In the first instance, a Teaser will be created – typically a combined effort between the management team, current investors (if applicable), and the corporate finance advisors. This is a short document (2-3 pages) designed to highlight the most attractive aspects of the company. This tends to be light on financial information but includes data points that will help to entice prospective buyers. Sales & Marketing leaders can contribute to this in several ways: 

  • Creating an overview of the market and competitive context – showing the growth of the market and the business’s highly defensible position 

  • Highlighting key customers success stories – showing the business’s ability to win and retain valuable customers 

  • Providing KPIs/metrics that highlight the quality of the business - examples include user growth rates, customer acquisition, LTV/CAC, revenue retention, etc.  


Once the Teaser has been shared with a longlist of prospective buyers, a shortlist will be selected based on level of interest, who will be given access to the Information Memorandum (‘IM’). The IM is a longer form version of the Teaser and will include more extensive financial and trading information. This is where details of the Sales & Marketing strategy, KPIs and greenshoots can be presented to paint the business in the best light. 


Alongside the IM, the advisors will work with Management to build a Financial Model, Vendor Due Diligence (VDD) reports and a Virtual Data Room (VDR): 

  1. The financial model typically consists of a forecast P&L, cashflow statement and balance sheet, that will be used by prospective buyers to value the business. Sales & Marketing leaders will need to provide KPI forecasts into this, as they will form a key part of the revenue growth assumptions 

  2. The VDD reports are provided by separate advisors to give an independent view on the historical trading and achievability of the business plan 

  3. The VDR is where key documents are shared with prospective buyers. The KPI reports, strategy, and process documents previously compiled can be shared here, to answer buyers’ questions about the overall Sales & Marketing strategy and performance 


As well as the review of the IM, Financial Model, VDD reports, and VDR, Management Presentations will often be held. This gives buyers an opportunity to meet Management teams and ask questions face-to-face. These will sometimes include just the most senior executives, or other times the wider senior team. The presentation itself is often a shortened version of the IM, but any soundbites that Sales & Marketing leaders can add around recent successes or progress against key initiatives will help to add flavour to the investment highlights. 
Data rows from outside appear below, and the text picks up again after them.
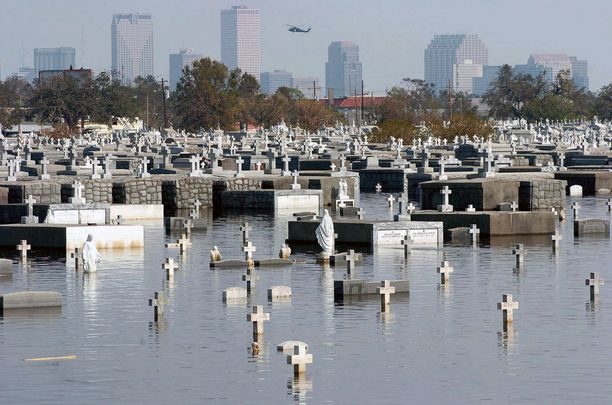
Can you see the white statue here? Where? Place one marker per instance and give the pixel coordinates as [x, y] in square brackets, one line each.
[325, 234]
[342, 190]
[91, 256]
[215, 255]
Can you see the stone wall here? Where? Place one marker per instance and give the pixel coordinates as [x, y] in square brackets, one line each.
[542, 195]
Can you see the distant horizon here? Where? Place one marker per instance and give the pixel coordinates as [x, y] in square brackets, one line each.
[391, 38]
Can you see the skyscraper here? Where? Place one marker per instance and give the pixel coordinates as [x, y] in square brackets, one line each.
[54, 58]
[177, 62]
[240, 45]
[132, 46]
[343, 70]
[272, 81]
[445, 51]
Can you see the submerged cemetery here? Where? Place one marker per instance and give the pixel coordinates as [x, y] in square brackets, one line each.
[281, 264]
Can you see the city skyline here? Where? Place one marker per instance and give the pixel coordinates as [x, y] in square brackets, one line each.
[406, 29]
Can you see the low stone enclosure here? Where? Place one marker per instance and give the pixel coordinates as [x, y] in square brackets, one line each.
[175, 192]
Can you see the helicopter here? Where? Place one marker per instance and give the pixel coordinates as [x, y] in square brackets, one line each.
[293, 28]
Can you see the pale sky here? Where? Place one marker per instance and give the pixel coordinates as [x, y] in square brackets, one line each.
[391, 34]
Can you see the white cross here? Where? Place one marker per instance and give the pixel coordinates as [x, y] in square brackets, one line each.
[518, 251]
[170, 266]
[245, 229]
[445, 269]
[385, 290]
[407, 242]
[446, 192]
[299, 359]
[350, 261]
[157, 302]
[594, 281]
[507, 306]
[24, 247]
[475, 232]
[248, 250]
[257, 318]
[30, 201]
[555, 240]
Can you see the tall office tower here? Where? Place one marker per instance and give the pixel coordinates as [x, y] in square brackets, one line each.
[446, 50]
[240, 45]
[463, 76]
[309, 86]
[132, 47]
[271, 81]
[343, 70]
[178, 61]
[580, 73]
[54, 58]
[480, 85]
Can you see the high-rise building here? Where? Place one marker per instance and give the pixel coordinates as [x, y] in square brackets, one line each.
[580, 73]
[309, 86]
[343, 71]
[54, 58]
[178, 61]
[240, 45]
[132, 46]
[271, 81]
[464, 74]
[480, 85]
[445, 51]
[553, 64]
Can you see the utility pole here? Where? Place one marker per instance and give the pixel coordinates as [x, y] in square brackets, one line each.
[164, 103]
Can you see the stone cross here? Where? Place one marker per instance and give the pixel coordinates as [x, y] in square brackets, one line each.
[407, 243]
[170, 266]
[594, 281]
[350, 261]
[507, 306]
[385, 290]
[257, 317]
[239, 163]
[555, 240]
[248, 250]
[76, 255]
[157, 302]
[245, 229]
[30, 201]
[78, 188]
[286, 159]
[299, 359]
[575, 209]
[183, 243]
[250, 277]
[45, 165]
[445, 270]
[475, 232]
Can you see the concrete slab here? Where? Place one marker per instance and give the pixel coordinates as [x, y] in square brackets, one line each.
[68, 237]
[495, 223]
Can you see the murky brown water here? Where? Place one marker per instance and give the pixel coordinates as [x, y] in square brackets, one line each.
[439, 345]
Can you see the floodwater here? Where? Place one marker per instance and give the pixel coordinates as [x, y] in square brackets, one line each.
[439, 344]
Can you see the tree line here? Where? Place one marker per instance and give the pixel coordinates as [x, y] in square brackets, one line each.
[209, 95]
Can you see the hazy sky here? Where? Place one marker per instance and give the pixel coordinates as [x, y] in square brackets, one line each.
[391, 34]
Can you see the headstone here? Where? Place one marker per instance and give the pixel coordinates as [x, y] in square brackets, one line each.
[507, 306]
[444, 270]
Prospective buyers will look to carry out Due Diligence (DD) on the business, to validate the information received as part of the IM, Financial Model, VDD reports and Management Presentations. DD typically covers a range of aspects, including Financial, Commercial, Legal, Technology and Tax issues. Sales & Marketing leaders can play an important role as part of the Commercial Due Diligence (CDD) workstream by providing evidence that supports the business’s growth plans in the context of the market, competition, existing customer base and growth strategy. 


We are also seeing an increasing trend of more thoughtful investors carrying out Go-To-Market DD – where they are looking to identify the potential for value creation through improving GTM strategy and operations. 


The buyer will use all this information to inform their valuation and negotiation strategy, while the seller will be looking to have as many interested parties participating in order to maximise competitive tension and drive a higher multiple & better terms. 


Trading momentum – keep going! 


It may feel like there is a lot to process and documentation as part of an exit - that’s because there is! The most important thing, however, is that trading momentum is continued. This will ensure you create competitive tension among prospective buyers (which is important for healthy valuations) and avoid any negative surprises during or after the sale process. 


In summary, there are plenty of ways that Sales & Marketing leaders can play a key role before and during a business exit. Just make sure you have the sausage and the sizzle.